The new way is to add text to the option so that now you can quickly decide the type of access that you want for your Community. The options, as shown in the graphic below, are Restricted (people must be invited to join), Moderated (anyone in my organization can see content but must request to join), and Open (anyone in my organization can join).
Help should be easy to use, easy to understand, and easy to find, and there's nothing easier to find than text right there on the screen.
And although we've made a good start at this, we still have a ways to go. For one thing, it's a whole new way of working. Writers must work with the UX people to make sure that our content has a place, and also work with the developers to get the changes implemented. And like any new way of doing things, the transition is not without its challenges. People who are accustomed to working alone are now working together. Where before we only had to confer with colleagues who were familiar with our own domain (because writers spoke with other writers, designers with other designers, and developers with other developers), we now have to speak to each other. And lets face it, designers and developers are just plain weird. They would no doubt say the same about writers.
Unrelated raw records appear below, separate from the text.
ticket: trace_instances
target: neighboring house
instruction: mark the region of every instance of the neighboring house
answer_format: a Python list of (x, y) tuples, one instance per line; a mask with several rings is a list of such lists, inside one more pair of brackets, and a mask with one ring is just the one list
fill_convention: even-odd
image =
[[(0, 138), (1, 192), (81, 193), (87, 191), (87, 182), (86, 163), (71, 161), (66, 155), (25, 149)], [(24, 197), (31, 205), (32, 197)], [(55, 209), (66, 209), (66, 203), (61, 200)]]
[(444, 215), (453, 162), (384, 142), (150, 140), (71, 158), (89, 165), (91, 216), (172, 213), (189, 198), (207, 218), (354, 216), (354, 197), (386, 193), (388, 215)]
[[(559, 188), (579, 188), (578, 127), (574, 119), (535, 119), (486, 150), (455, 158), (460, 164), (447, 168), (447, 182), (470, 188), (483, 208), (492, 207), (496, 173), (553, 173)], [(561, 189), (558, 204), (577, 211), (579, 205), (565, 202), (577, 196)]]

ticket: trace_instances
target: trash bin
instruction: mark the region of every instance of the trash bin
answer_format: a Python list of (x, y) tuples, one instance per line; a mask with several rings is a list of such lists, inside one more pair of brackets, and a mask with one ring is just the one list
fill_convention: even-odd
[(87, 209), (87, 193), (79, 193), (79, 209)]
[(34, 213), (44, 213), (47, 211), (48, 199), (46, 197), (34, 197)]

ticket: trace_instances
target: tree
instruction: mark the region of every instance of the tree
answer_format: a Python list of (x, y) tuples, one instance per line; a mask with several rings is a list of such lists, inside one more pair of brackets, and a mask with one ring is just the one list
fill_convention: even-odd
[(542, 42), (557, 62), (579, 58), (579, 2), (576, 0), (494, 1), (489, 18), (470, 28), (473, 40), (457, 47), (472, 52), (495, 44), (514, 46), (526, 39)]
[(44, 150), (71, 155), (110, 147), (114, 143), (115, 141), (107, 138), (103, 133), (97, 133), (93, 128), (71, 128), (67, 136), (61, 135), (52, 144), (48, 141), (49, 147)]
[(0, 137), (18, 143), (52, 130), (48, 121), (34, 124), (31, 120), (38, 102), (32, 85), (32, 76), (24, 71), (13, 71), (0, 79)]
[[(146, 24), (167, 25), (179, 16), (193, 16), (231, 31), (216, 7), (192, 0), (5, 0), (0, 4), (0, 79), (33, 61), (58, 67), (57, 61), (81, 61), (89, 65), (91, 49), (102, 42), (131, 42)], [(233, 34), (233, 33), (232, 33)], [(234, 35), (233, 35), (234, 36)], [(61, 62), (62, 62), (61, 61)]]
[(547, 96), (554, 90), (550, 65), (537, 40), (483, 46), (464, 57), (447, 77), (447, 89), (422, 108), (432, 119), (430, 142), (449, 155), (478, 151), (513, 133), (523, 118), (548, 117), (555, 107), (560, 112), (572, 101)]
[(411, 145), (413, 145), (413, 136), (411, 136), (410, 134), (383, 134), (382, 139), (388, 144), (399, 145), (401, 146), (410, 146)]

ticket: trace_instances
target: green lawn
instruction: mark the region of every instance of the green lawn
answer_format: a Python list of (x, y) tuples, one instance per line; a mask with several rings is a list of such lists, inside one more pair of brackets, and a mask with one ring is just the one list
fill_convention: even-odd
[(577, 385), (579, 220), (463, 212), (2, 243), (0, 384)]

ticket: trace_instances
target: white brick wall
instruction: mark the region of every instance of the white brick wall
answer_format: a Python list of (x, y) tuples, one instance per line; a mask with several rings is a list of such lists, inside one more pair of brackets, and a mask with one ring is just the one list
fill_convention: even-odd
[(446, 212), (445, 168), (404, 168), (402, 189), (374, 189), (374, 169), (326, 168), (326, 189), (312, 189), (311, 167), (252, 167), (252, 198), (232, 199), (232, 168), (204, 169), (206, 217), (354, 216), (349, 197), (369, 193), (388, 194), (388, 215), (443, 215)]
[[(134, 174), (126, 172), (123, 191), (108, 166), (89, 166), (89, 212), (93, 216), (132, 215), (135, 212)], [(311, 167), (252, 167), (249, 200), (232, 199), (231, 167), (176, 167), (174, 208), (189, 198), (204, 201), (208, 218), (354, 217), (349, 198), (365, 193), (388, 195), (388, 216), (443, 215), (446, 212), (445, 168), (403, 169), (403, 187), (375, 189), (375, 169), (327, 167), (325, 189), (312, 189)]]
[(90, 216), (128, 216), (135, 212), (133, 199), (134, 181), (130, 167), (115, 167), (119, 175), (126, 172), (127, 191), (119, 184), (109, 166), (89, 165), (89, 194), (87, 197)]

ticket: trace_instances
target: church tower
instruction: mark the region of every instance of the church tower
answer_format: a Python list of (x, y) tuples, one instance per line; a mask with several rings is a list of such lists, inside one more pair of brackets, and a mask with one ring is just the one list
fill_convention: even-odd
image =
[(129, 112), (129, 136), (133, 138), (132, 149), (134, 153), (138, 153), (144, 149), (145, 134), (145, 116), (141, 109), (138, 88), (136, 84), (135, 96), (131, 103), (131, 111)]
But on the other hand, we all learn new things, and because of this our jobs are far from tedious. We also learn the problems and issues and stumbling blocks that our counterparts face in their day-to-day work. And there's a thread that binds us; we all have ambitious plans and tight schedules, and we all feel a little down when the schedule is just a little too tight or the plan just a little too ambitious, forcing us to let something go until the next release.
Overall though, for me this is a welcome change in my job description. Not only do I get a chance to influence the design of a product and the way that a product works, but I also get to think more and write less. And I like thinking!